The LSAT is composed of three parts: logical reasoning, reading comprehension, and the famed logic games section. In any other year, I would’ve taken the LSAT somewhere on campus, like the Thomas Building. This year, I took the LSAT-Flex – only the second at-home iteration of the test tailored for a pandemic. The test was shorter, to fit online proctoring requirements, but as a result it gave more weight to the logic games (widely recognized as the hardest section of the test).
At 12:15 on test day, I walked downstairs to my basement and prepared to begin the test, a scenario I never would’ve imagined just a few months prior. It was my first experience with ProctorU, a remote proctoring service, but I was able to log on and get connected to a proctor immediately. Prince Devan, my proctor, walked me through the candidate agreement and set me on my way.
It was the culmination of a year’s worth of diagnostic tests and preparation. In January, I enrolled in CAS197: Legal Reasoning and the LSAT. To my knowledge, it was the first for-credit LSAT prep course offered at Penn State, made possible by the Students Teaching Students program and taught by a fellow PLA’er. It supplemented my self-studying regime and put me on the right track for test day.
The test went by quickly, and I ripped up my scratch paper in front of the camera and signed off afterward.

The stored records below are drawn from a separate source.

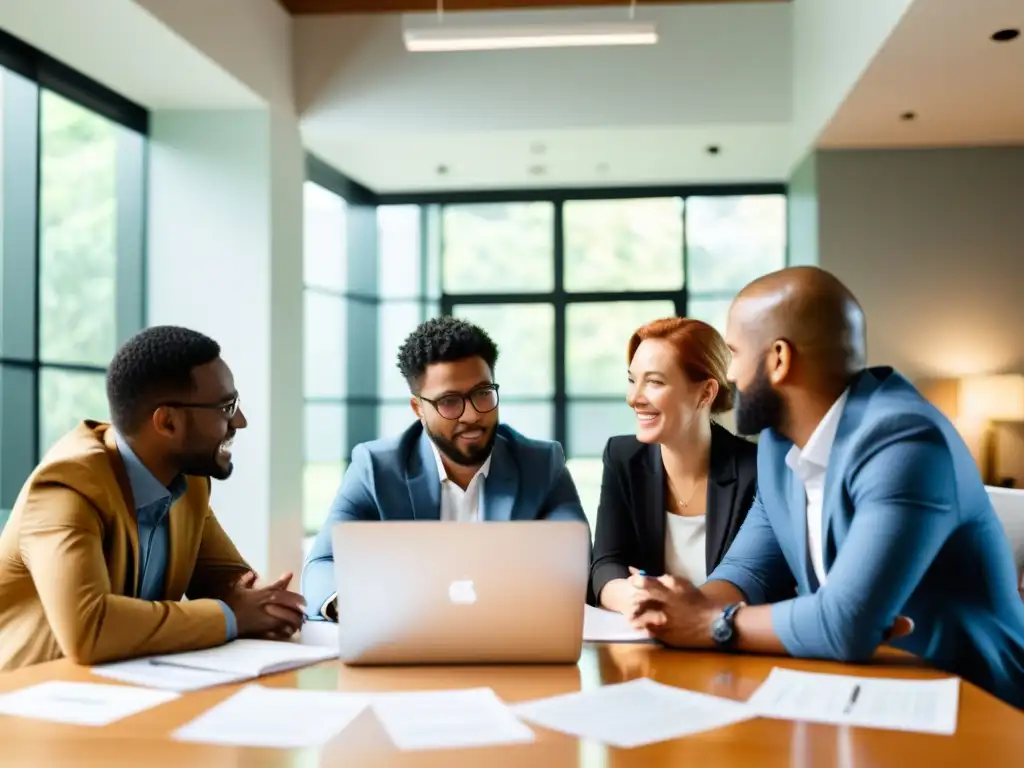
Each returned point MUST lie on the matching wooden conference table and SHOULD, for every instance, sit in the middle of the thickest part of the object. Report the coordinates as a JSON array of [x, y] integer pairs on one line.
[[989, 733]]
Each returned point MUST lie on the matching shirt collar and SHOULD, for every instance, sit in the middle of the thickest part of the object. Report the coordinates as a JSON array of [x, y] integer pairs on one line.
[[818, 446], [145, 488], [442, 473]]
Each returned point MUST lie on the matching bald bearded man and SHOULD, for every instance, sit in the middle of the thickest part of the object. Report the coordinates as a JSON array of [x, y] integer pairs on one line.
[[866, 495]]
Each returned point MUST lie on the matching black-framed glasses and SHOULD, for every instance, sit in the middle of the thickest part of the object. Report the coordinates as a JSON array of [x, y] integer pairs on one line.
[[228, 409], [452, 407]]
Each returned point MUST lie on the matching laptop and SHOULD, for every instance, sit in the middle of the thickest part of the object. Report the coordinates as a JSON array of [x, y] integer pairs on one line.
[[431, 592]]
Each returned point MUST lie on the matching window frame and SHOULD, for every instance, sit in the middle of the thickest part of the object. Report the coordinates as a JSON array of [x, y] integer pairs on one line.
[[560, 298], [28, 73]]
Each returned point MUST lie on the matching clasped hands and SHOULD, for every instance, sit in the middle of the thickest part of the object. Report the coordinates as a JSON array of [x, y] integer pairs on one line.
[[269, 611], [672, 610]]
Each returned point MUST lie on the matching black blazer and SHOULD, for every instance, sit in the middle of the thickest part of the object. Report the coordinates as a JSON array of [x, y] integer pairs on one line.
[[631, 513]]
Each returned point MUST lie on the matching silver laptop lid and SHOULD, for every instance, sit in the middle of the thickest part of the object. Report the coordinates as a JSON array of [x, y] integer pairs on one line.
[[430, 592]]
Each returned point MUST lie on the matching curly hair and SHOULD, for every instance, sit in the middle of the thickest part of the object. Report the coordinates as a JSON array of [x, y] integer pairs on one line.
[[442, 340], [154, 365]]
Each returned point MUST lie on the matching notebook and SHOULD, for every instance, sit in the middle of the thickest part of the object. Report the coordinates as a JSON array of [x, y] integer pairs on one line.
[[231, 663]]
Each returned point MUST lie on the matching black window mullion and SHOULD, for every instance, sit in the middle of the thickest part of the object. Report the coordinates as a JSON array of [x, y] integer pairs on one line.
[[561, 403]]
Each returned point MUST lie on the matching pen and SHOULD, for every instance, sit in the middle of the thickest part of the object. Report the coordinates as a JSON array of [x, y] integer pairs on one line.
[[853, 699]]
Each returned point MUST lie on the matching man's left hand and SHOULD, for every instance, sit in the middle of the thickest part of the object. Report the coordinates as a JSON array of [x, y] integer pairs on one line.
[[674, 611]]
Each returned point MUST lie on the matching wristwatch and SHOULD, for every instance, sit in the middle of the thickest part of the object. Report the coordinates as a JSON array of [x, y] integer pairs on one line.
[[723, 630]]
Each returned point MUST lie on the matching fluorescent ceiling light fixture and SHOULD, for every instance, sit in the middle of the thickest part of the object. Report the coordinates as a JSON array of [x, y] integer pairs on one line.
[[537, 36]]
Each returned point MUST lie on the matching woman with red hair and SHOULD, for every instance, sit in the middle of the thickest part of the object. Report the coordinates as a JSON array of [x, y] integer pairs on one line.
[[675, 494]]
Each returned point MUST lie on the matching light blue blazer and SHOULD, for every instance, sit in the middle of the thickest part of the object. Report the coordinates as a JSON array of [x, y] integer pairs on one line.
[[907, 529], [397, 479]]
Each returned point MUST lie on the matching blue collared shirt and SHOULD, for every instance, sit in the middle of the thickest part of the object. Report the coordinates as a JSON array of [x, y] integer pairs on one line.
[[153, 506]]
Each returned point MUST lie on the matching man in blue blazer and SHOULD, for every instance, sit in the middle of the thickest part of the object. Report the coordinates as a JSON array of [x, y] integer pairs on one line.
[[457, 463], [866, 495]]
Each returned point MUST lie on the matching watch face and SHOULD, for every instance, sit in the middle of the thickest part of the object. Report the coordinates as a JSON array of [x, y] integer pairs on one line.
[[721, 632]]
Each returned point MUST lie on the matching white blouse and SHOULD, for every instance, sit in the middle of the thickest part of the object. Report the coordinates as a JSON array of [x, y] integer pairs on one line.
[[684, 547]]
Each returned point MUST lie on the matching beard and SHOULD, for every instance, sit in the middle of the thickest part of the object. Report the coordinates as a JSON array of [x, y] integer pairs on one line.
[[472, 457], [760, 408], [206, 463]]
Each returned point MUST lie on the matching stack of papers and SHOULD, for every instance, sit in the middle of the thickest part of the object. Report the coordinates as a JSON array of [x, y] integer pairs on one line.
[[449, 719], [924, 706], [600, 626], [285, 718], [282, 718], [231, 663], [640, 712], [81, 704]]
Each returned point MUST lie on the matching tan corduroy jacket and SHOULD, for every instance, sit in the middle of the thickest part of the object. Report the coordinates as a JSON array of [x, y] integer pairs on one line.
[[69, 563]]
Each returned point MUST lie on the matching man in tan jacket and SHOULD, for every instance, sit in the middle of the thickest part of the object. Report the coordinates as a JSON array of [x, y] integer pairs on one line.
[[114, 526]]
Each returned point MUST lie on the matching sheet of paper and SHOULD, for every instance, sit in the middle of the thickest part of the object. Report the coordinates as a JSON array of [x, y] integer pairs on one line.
[[640, 712], [600, 626], [251, 657], [320, 633], [449, 719], [143, 672], [926, 706], [274, 718], [81, 704]]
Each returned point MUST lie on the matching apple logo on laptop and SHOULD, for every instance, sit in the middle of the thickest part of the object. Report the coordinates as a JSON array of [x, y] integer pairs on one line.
[[462, 592]]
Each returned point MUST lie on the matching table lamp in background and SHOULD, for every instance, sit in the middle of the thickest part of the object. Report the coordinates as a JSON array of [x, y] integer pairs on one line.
[[987, 401]]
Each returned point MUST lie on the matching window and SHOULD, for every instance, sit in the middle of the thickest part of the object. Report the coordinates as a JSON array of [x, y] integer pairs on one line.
[[72, 265], [624, 245], [408, 284], [325, 357], [498, 248], [562, 329], [559, 284], [599, 369], [525, 338]]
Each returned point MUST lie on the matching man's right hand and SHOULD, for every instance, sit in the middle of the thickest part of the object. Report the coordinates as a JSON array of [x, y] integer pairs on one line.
[[266, 611]]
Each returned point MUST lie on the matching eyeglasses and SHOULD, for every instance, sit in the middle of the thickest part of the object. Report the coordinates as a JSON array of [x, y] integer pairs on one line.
[[452, 407], [228, 409]]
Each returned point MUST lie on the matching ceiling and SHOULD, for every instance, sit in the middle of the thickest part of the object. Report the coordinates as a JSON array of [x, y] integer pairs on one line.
[[309, 7], [688, 110], [939, 80]]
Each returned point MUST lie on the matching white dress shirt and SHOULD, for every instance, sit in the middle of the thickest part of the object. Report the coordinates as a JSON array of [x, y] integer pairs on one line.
[[459, 505], [810, 466], [684, 547]]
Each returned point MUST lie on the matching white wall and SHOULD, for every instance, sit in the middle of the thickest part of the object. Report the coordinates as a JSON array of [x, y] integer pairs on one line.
[[252, 39], [225, 258], [124, 47], [932, 243], [833, 43], [713, 64]]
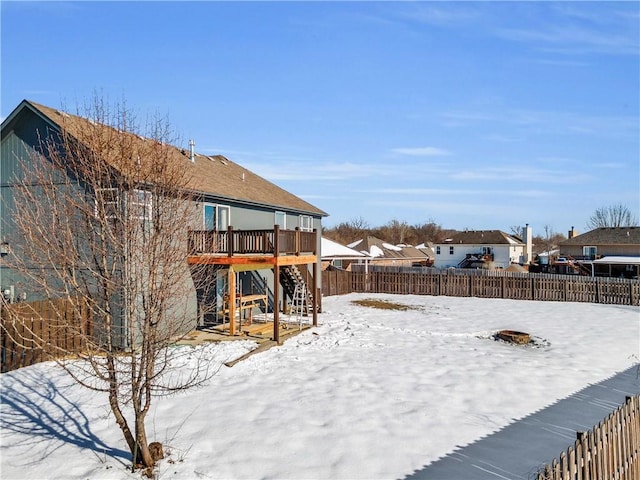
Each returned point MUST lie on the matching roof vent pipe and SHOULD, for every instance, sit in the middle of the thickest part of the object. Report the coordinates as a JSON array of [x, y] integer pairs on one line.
[[192, 152]]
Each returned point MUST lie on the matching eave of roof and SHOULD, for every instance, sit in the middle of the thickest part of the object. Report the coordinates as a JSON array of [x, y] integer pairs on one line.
[[606, 236], [212, 175]]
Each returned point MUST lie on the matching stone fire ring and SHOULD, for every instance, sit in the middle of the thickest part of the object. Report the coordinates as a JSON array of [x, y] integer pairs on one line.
[[512, 336]]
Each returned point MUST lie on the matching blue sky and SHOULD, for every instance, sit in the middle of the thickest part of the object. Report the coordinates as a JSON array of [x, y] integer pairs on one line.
[[478, 115]]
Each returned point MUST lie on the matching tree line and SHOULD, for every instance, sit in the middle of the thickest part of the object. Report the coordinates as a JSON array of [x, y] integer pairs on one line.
[[398, 232]]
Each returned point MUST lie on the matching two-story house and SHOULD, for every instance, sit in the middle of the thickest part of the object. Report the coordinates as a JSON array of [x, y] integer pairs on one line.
[[488, 249], [242, 225]]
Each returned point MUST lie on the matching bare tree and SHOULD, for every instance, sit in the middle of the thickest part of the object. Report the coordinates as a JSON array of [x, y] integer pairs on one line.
[[617, 215], [101, 217], [429, 232], [347, 232], [396, 232]]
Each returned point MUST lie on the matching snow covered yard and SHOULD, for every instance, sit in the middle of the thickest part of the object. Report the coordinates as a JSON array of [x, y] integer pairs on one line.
[[370, 393]]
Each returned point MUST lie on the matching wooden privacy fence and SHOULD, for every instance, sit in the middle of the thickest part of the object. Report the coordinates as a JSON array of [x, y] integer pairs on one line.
[[38, 331], [478, 283], [611, 450]]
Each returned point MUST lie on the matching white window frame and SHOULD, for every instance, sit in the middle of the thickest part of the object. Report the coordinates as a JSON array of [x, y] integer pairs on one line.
[[278, 215], [142, 202], [216, 216], [115, 200], [306, 223]]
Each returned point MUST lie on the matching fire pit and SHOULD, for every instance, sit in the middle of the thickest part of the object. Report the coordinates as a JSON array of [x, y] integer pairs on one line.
[[512, 336]]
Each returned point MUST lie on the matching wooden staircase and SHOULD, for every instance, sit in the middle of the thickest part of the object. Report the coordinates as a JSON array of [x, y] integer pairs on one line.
[[295, 286]]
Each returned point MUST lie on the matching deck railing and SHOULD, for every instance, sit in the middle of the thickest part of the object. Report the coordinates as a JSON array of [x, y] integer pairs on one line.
[[274, 242]]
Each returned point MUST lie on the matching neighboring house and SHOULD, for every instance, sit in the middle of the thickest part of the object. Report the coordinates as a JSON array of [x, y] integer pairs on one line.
[[336, 255], [488, 249], [606, 251], [386, 254], [231, 199]]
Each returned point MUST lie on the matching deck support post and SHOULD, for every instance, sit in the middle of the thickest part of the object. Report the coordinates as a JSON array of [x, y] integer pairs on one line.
[[315, 291], [232, 300], [276, 304]]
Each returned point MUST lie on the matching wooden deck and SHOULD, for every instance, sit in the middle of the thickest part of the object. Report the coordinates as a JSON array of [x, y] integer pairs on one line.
[[261, 247], [255, 250]]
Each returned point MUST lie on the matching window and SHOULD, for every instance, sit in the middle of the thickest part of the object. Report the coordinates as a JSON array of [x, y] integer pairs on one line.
[[306, 223], [216, 217], [107, 200], [280, 220], [140, 204]]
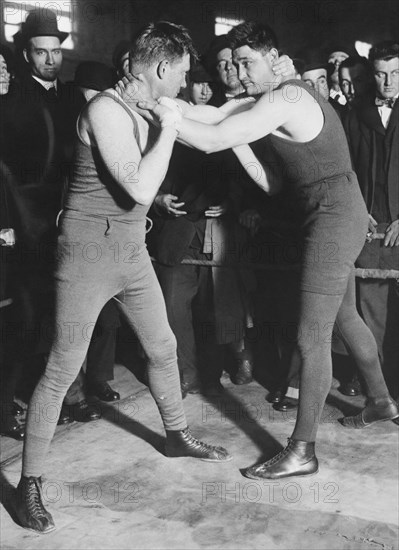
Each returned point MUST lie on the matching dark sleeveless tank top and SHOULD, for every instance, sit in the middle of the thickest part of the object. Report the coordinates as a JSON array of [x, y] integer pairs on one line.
[[93, 189], [324, 157]]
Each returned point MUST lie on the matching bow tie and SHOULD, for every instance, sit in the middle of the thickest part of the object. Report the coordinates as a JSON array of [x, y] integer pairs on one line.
[[387, 102]]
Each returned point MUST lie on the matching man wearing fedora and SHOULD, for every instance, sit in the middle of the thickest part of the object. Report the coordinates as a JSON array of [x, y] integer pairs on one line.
[[41, 145]]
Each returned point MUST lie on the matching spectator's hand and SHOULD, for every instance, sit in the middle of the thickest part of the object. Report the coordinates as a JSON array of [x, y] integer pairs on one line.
[[392, 234], [283, 66], [251, 219], [216, 211], [167, 204], [372, 228]]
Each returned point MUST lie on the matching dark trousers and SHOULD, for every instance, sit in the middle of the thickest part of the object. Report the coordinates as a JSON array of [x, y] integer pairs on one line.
[[100, 358], [187, 290]]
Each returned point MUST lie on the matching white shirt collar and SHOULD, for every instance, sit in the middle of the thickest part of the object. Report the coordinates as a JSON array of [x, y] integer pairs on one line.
[[45, 83]]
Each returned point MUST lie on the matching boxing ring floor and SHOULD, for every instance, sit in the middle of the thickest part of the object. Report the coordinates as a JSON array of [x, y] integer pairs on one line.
[[108, 485]]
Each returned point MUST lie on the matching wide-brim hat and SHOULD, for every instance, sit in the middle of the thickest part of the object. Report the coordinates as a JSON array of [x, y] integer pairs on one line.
[[41, 22]]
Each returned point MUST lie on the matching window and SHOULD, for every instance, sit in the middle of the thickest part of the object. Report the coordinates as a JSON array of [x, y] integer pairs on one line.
[[15, 12], [223, 25]]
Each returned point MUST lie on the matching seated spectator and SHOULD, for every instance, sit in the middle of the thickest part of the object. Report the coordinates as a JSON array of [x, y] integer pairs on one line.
[[356, 79], [335, 57], [372, 129]]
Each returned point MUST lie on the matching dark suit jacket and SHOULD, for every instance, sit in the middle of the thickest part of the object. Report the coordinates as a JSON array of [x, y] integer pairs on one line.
[[40, 148], [364, 127], [200, 181]]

A few days later, I completed LSAT writing, a short, ungraded writing sample based on a prompt provided by the Law School Admission Council.
One of the biggest hurdles to legal education is the costs associated with it. The admissions process itself is costly, and a grant from the Presidential Leadership Academy partially alleviated that burden. Now, I will await applications in September and see where my law school journey takes me next.